La sesta sezione della Corte di Cassazione, accogliendo il ricorso proposto dall’avvocato Valerio Murgano, redatto unitamente a Danila Scicchitano), ha annullato l’ordinanza del Tribunale del Riesame nei confronti di Christian Piscitelli, figlio dell’ex provveditore di Vibo Maurizio, per insussistenza di gravita indiziaria in relazione ad alcuni capi di imputazione nell’ambito dell’inchiesta “Diacono” sui falsi diplomi a Vibo. In particolare, i giudici della Suprema corte hanno annullato l’accusa di autoriclaggio del denaro e delle utilità provenienti dall’emissione delle false certificazioni dichiarando l’inammissibilità del ricorso proposto dalla Procura di Vibo e confermando l’insussistenza di gravità indiziaria relativa all’accordo corruttivo con il Pubblico Ufficiale per l’attribuzione del ricavato della vendita delle false certificazioni e alla corruzione finalizzata al rilascio e la vendita dei falsi certificati per master mai frequentati.

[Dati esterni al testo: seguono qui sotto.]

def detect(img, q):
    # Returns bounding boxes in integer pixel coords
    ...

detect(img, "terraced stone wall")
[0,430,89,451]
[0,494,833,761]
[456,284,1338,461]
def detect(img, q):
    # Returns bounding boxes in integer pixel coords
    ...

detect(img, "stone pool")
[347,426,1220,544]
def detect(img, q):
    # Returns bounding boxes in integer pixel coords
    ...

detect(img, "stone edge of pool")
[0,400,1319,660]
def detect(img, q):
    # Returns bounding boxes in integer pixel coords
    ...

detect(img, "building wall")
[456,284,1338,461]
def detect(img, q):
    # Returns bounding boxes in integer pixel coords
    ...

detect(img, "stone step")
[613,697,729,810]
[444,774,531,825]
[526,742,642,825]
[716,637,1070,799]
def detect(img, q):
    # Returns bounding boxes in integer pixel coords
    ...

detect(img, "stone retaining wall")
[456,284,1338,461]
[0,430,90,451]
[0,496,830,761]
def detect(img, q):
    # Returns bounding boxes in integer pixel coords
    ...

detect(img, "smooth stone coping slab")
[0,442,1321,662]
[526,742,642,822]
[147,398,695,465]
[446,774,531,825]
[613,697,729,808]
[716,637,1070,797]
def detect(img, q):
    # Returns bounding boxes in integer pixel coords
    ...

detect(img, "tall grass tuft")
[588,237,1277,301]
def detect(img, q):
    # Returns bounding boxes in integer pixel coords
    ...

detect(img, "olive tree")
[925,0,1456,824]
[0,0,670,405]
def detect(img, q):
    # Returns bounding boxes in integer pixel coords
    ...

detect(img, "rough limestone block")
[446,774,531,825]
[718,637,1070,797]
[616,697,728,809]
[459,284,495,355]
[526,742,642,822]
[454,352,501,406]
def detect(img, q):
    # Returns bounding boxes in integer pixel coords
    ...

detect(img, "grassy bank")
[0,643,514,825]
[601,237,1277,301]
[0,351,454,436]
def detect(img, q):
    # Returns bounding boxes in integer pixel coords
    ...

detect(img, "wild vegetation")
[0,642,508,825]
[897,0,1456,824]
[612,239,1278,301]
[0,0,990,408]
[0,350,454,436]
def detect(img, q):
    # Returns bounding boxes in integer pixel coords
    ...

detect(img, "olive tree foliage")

Accusa e difesa tra ricorsi e controricorsi
Accusa e difesa tra ricorsi e controricorsi

Il gip del Tribunale di Vibo aveva emesso nello scorso mese di febbraio l’ordinanza di custodia cautelare in carcere nei confronti di Christian Piscitelli, accusato, tra le altre cose, di essere uno degli organizzatori del sodalizio “per il reperimento – si legge nel principale capo di imputazione – dei mezzi necessari alla realizzazione del programma criminoso, in particolare con la funzione di fungere da intermediario e prestanome per consentire a Piscitelli Maurizio di poter conseguire i profitti illeciti dell’attività criminosa, anche avvalendosi di legami ‘Massonici’, allo scopo di commettere più reati contro la Pubblica Amministrazione, in particolare reati di corruzione, abuso d’ufficio, falsità ideologica commessa da Pubblico Ufficiale in atti pubblici, con la compravendita di migliaia di master, 24 cfu per l’insegnamento ed abilitazioni Lim, Tablet, Pekit”. A seguito di istanza presentata dall’avvocato Murgano, il Tribunale della Libertà di Catanzaro aveva parzialmente rivalutato il quadro indiziario posto a sostegno della misura cautelare, annullando l’ordinanza alcuni capi d’incolpazione e, contestualmente, confermandone la sussistenza per gli altri capi d’incolpazione, ritenendo di adeguare la misura in atto attraverso l’applicazione della misura meno afflittiva degli arresti domiciliari. Dopo questa ordinanza la Procura di Vibo proponeva ricorso in Cassazione e, contemporaneamente, la difesa di Piscitelli, impugnava davanti alla Suprema corte l’ordinanza del Tdl sostenendo l’insussistenza di gravità indiziaria per tutti i capi contestati e l’assenza assoluta di esigenze cautelari che giustificassero l’applicazione di qualsiasi misura.